Trouble with stairs linked to earlier death in knee OA

4 minute read

Stair climbing behaviours are a quick and easy way to flag poor health outcomes at an early stage, research suggests.

People with knee OA who reported difficulties with stair climbing are almost twice as likely to die within the 13-year follow-up as those with no difficulties, say researchers. 

Meanwhile, those who climbed at least seven flights of stairs per week reduced the risk of all-cause mortality by over a third when compared with people who climbed two or fewer flights per week. 

“Changes in stair climbing, driven by pain, are often one of the first reported limitations for those with knee OA,” wrote the authors in the Journal of Rheumatology

“Stair climbing, like walking speed, challenges several body systems, such as the cardiovascular and muscular systems. 

“These findings highlight that trouble with stair climbing and/or infrequent stair use may serve as important early risk factors of future poor health outcomes in OA,” they wrote, adding that it “would give clinicians ample time to monitor, treat, or refer the patient for intervention to prevent or delay negative health outcomes”. 

The US researchers used data from the Osteoarthritis Initiative, which included almost 5000 adults with or at high risk of knee OA. They looked at self-reported difficulties with stair climbing and stair climbing frequency, and likelihood of death from any cause within the 13-year follow-up. Almost 7% of the group died within the study time frame. 

Results were adjusted for potential confounders including age, gender, BMI, race, radiographic OA, pain and comorbidities. 

Around 14% of those who said they were “limited a lot” by stair climbing died, more than double that in the “not limited at all” group, at just over 6%, with an adjusted hazard ratio of 1.84. 

In terms of stair climbing frequency, those who climbed seven or more flights of stairs per week were 38% less likely to die over the follow-up period than those in the group who climbed zero to two flights of stairs per week. 

“We found that both difficulty with stair climbing and less frequent stair climbing were related with greater all-cause mortality hazard over 13 years in adults with or at high risk for knee OA,” wrote the authors. 

The authors noted that the ability to climb stairs required contributions from the cardiovascular system, the musculoskeletal system, the visual and vestibular systems, and coordination of upper and lower body motor systems.
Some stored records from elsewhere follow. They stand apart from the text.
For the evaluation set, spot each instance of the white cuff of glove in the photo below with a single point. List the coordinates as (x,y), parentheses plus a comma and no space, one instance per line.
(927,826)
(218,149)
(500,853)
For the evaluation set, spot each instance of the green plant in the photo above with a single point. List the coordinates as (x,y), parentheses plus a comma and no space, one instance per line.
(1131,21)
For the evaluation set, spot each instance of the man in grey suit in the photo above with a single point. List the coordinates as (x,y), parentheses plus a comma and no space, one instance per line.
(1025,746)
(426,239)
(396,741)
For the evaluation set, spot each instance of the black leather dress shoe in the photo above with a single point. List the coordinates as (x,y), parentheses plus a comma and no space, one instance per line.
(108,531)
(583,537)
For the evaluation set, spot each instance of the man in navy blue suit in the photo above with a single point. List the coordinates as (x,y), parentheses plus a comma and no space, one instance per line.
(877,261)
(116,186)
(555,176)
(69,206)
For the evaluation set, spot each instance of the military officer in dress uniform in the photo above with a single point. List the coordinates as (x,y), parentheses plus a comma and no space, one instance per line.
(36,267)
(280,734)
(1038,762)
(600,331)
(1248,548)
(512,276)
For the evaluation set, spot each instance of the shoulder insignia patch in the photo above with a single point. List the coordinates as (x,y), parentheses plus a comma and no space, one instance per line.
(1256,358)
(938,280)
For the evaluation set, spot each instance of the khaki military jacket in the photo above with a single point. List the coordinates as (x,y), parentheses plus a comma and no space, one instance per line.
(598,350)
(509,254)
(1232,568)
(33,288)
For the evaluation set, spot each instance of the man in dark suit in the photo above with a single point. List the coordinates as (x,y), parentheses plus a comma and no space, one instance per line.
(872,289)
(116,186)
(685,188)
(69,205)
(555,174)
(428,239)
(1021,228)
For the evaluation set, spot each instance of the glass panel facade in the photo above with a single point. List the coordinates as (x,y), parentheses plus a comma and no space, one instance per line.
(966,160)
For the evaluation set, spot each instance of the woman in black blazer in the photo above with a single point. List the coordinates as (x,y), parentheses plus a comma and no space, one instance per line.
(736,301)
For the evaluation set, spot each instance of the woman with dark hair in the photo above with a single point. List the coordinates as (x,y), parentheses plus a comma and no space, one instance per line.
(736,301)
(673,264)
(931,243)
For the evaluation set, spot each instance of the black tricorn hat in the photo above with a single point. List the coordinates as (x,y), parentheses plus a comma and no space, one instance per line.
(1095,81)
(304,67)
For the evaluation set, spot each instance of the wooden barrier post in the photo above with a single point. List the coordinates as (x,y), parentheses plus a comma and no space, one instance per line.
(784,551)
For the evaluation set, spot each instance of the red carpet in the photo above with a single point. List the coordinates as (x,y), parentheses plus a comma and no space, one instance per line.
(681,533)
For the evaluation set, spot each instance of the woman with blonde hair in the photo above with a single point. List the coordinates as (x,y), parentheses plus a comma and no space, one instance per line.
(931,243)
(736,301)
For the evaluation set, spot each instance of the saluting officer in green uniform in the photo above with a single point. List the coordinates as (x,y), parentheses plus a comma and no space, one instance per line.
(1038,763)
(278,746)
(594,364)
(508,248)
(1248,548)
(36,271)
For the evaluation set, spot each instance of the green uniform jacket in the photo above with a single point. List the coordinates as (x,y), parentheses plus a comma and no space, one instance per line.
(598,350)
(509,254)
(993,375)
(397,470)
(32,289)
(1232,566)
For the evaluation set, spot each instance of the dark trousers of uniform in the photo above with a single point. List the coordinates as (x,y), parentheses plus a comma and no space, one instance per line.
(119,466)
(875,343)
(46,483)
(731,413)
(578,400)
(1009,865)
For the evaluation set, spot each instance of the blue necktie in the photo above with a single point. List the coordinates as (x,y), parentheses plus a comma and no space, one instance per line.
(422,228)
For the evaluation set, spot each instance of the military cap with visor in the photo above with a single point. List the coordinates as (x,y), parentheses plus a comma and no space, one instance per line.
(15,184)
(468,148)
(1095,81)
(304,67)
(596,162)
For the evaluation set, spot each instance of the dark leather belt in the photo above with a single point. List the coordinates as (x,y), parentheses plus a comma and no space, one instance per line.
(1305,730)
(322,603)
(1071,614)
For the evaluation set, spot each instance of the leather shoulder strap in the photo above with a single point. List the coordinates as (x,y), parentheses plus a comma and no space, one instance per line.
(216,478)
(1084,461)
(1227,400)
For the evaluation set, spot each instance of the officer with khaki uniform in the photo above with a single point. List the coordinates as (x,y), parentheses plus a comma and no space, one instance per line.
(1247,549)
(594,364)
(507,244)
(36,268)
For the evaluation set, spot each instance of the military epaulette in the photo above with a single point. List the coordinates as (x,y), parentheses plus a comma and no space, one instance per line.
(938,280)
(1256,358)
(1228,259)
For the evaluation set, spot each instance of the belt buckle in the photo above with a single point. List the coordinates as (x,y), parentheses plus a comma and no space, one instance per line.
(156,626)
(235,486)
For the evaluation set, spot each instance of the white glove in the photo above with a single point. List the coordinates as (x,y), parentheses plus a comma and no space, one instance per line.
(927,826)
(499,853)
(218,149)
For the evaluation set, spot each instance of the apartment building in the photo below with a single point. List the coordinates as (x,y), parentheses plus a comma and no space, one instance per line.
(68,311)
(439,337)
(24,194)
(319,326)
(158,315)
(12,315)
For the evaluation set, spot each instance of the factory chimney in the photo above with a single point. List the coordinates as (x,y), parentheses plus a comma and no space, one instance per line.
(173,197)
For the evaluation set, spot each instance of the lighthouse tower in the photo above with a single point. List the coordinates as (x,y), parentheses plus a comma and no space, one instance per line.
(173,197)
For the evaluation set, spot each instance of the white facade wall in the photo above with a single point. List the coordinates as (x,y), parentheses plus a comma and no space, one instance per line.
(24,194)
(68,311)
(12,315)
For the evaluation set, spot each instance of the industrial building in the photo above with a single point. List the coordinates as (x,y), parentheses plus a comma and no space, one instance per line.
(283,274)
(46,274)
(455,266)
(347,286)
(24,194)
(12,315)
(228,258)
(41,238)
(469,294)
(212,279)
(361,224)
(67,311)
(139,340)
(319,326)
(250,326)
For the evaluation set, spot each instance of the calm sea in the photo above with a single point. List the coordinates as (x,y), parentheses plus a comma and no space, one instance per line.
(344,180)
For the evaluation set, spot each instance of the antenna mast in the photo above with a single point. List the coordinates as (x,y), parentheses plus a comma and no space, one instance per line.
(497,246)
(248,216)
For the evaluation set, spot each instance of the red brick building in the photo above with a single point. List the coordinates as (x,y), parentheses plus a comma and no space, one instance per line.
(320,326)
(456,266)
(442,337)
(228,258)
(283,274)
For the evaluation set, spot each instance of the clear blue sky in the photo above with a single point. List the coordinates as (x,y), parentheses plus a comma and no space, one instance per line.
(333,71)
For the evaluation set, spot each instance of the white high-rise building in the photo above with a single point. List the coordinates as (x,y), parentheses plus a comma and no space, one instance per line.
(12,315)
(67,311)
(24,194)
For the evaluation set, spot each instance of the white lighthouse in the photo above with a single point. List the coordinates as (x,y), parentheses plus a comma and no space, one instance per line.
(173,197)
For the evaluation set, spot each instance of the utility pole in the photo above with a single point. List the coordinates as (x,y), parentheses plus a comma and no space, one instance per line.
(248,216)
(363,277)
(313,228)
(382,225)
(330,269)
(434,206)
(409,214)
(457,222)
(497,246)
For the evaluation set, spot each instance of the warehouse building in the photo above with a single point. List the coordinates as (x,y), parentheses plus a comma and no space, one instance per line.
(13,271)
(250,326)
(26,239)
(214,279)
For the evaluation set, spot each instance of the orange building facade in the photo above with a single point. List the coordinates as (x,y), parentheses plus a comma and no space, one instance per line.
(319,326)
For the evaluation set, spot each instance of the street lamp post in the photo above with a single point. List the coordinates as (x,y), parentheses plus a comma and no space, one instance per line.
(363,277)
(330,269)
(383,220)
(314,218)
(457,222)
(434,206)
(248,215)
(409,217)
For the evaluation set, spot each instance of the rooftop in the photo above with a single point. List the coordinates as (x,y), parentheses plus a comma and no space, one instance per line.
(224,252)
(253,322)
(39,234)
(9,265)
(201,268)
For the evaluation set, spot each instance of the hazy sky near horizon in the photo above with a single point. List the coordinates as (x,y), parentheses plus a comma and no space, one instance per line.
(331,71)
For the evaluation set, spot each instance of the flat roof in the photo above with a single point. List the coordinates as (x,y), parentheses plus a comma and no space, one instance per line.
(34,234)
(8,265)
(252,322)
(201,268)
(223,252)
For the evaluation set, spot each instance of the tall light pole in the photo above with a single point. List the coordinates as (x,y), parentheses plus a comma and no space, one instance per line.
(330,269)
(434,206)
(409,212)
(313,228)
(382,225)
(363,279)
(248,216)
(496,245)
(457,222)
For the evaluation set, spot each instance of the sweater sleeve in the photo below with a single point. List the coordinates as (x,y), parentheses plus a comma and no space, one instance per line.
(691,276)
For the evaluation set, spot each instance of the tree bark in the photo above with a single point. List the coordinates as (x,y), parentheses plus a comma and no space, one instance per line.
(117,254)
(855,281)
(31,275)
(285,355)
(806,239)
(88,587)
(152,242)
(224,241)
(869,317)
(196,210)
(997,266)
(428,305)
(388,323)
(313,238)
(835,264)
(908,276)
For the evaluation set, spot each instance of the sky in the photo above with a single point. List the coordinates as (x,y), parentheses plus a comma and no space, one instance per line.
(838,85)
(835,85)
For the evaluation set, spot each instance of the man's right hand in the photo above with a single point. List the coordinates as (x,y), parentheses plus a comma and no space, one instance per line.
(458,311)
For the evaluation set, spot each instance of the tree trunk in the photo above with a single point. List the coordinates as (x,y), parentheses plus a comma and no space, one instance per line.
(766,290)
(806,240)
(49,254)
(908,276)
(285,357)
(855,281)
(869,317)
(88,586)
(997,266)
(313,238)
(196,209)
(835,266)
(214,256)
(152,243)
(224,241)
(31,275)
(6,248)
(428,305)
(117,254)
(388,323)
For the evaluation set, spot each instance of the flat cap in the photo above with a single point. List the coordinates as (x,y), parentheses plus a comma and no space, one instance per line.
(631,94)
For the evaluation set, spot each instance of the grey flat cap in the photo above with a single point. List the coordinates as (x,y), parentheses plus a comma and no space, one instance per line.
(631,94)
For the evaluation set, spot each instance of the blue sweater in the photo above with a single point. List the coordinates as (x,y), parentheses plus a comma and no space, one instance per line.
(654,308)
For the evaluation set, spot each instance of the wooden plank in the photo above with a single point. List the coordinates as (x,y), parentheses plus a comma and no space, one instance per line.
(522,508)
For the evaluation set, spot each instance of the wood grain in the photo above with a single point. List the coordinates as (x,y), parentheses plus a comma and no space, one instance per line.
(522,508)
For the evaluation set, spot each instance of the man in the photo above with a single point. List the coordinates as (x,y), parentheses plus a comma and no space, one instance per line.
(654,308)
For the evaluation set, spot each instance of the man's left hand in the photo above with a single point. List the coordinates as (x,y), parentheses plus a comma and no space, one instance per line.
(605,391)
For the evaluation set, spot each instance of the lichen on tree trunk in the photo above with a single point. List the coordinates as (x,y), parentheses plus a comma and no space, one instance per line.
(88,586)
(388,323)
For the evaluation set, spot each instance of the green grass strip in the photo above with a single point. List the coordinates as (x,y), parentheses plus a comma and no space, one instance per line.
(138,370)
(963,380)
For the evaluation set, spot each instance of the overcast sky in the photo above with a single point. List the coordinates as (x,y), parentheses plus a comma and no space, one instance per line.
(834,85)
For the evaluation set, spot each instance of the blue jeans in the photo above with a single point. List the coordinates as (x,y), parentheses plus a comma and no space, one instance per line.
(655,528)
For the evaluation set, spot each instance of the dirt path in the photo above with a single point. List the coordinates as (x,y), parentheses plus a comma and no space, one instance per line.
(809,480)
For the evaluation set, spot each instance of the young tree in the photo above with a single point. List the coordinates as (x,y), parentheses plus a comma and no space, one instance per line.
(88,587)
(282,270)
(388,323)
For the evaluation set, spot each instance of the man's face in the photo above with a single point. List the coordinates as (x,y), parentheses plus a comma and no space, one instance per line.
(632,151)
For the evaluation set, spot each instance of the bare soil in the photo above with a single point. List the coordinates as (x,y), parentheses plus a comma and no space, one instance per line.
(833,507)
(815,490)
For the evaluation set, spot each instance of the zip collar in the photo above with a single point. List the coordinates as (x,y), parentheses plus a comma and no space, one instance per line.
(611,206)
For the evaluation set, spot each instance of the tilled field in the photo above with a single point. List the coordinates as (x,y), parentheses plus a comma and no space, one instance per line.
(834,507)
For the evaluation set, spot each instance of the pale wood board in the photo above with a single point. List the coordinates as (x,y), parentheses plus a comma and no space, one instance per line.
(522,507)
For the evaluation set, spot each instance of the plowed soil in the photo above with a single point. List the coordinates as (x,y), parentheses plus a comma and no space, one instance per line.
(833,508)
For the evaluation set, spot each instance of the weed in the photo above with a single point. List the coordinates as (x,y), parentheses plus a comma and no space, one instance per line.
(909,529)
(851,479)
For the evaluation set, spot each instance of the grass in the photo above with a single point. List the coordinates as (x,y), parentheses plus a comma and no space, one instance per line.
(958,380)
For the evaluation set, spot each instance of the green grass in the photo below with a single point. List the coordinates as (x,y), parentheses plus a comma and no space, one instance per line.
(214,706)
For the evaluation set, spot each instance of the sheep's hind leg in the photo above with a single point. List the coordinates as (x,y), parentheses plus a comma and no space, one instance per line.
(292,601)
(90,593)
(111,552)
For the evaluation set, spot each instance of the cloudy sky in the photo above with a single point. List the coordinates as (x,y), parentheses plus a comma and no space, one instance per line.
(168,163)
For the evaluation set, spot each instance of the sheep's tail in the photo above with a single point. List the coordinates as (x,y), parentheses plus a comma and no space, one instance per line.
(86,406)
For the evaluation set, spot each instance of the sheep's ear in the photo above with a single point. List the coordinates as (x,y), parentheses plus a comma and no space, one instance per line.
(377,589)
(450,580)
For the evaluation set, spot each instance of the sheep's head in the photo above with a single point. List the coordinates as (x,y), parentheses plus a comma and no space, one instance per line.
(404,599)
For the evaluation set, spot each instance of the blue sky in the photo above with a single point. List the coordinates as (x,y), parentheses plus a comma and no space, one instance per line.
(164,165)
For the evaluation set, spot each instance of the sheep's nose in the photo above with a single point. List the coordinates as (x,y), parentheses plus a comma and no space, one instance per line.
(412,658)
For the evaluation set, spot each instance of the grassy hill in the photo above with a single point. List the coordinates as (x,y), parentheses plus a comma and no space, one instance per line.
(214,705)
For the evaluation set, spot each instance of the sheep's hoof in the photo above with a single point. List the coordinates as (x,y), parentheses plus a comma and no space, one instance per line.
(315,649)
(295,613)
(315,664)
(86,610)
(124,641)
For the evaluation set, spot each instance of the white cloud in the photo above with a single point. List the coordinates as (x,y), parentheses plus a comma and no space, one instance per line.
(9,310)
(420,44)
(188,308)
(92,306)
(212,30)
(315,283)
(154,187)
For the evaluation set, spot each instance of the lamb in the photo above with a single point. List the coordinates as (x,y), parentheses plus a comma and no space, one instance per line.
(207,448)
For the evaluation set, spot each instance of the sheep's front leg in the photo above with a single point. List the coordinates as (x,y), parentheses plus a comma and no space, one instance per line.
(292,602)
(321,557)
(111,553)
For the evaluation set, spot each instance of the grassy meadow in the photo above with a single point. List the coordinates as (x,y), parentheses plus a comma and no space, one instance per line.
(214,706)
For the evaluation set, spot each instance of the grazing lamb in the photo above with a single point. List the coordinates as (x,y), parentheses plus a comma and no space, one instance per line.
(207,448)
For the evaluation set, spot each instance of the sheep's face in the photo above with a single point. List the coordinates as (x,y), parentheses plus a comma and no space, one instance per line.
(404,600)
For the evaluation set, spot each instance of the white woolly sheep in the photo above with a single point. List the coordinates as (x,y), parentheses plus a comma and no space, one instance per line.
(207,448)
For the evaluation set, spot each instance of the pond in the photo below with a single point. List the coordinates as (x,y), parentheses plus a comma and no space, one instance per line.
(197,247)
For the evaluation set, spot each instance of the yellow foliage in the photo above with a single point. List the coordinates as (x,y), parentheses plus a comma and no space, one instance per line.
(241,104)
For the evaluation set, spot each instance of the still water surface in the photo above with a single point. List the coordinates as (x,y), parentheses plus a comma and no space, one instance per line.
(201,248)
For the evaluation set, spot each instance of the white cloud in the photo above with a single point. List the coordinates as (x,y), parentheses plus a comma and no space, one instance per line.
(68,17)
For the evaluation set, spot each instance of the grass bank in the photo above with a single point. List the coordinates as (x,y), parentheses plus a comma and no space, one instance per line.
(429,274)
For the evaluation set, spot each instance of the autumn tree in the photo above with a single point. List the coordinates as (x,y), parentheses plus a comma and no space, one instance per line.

Difficulties with stair climbing may therefore indicate a problem in one or more of these systems. 

While slow walking speed and difficulty with walking have also been shown to predict all-cause mortality in older adults, including those with knee OA, it can be difficult to assess in a typical consultation. 

The advantage of using stair climbing as an indicator of potential problems, said the authors, was that it showed up earlier and could be readily assessed with some brief questions.  

Questions addressing stair climbing in the Osteoarthritis Initiative dataset included: “Does your health now limit you in climbing several flights of stairs?”, with patients able to answer a lot, a little or not at all; and “During the past seven days, how many flights of stairs have you climbed up?”, with patients able to answer less than one, one-two, three-four, five-six and more than six. 

“Stair climbing behaviours are simple for patients to recall and relatively quick for clinicians to collect,” the authors pointed out. 

“Changes to stair climbing may occur early in the course of knee OA and are often the first reported limitation, potentially serving as an early indicator for future decline.  

“Therefore, these data would give clinicians ample time to monitor, treat, or refer the patient for intervention to prevent or delay negative health outcomes.”